Pharmaceutical companies can obtain many benefits from listening to social media. But, explains Dr. Ed Tucker of Janssen Research & Development, a Johnson & Johnson company, in such a highly regulated industry, more active engagements need to be carefully conducted.
In highly regulated industries like pharmaceuticals, firms must be particularly vigilant to complying with legal and regulatory requirements when communicating directly with customers and the public over social media platforms.
Dr. Ed Tucker VP and head of Phamacovigilance Operations, Global Medical Safety for Janssen Research & Development LLC, a Johnson and Johnson company is charged with compliance, quality and efficiency in the receipt and submission of Individual Case Safety Reports (ICSRs) to national government regulatory agencies. In this interview, Tucker outlines how social media has become an important new tool and communication mode with the public, particularly in accessibility of data and speed, as well as a tool in getting real time market related information.
However, he also discusses how entering the social space can trigger regulatory requirements around the reporting of safety information. Whether it’s one-way communication outward, listening to chats, or engaging in two-way dialogue with others on social media, those who discuss medicinal products or information about diseases need to know what is required of them when hearing of a safety issue.

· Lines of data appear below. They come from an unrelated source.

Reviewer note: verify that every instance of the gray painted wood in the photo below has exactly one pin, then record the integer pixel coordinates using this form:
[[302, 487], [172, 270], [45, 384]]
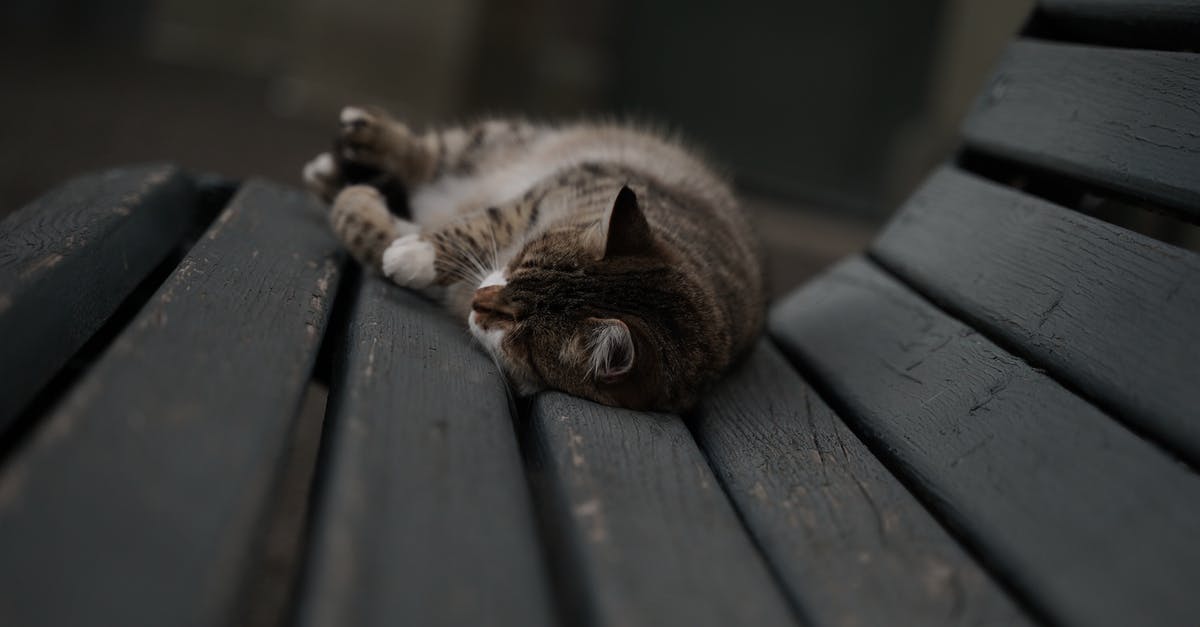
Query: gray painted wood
[[1135, 23], [138, 501], [1120, 119], [70, 257], [1113, 312], [1090, 523], [643, 532], [425, 515], [852, 545]]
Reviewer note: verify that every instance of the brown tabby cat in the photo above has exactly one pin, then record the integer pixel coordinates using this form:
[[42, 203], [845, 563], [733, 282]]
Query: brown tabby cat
[[593, 258]]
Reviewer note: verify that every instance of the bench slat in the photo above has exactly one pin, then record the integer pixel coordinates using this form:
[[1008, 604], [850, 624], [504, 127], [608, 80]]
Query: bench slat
[[139, 500], [1115, 118], [425, 513], [643, 527], [1090, 523], [851, 544], [71, 257], [1113, 312], [1146, 23]]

Other new issues about which pharma firms need to be particularly careful in the social media space are assessing reliability of data that comes from social discussions, and ensuring patient confidentialities. One especially tricky area is that the regulations in one country won’t be the same in another, so that a different set of laws and regulations may apply when outreach crosses borders.
One use of social tools that Tucker says the industry has not yet taken advantage of yet is patient risk management, in terms of how the Internet could enhance improvement in providing healthcare at a personalized level. Industry specialists have not yet figured out how pharmaceutical companies can be seen as trusted sources to communicate about safety issues to patients, without triggering restrictions related to product promotion.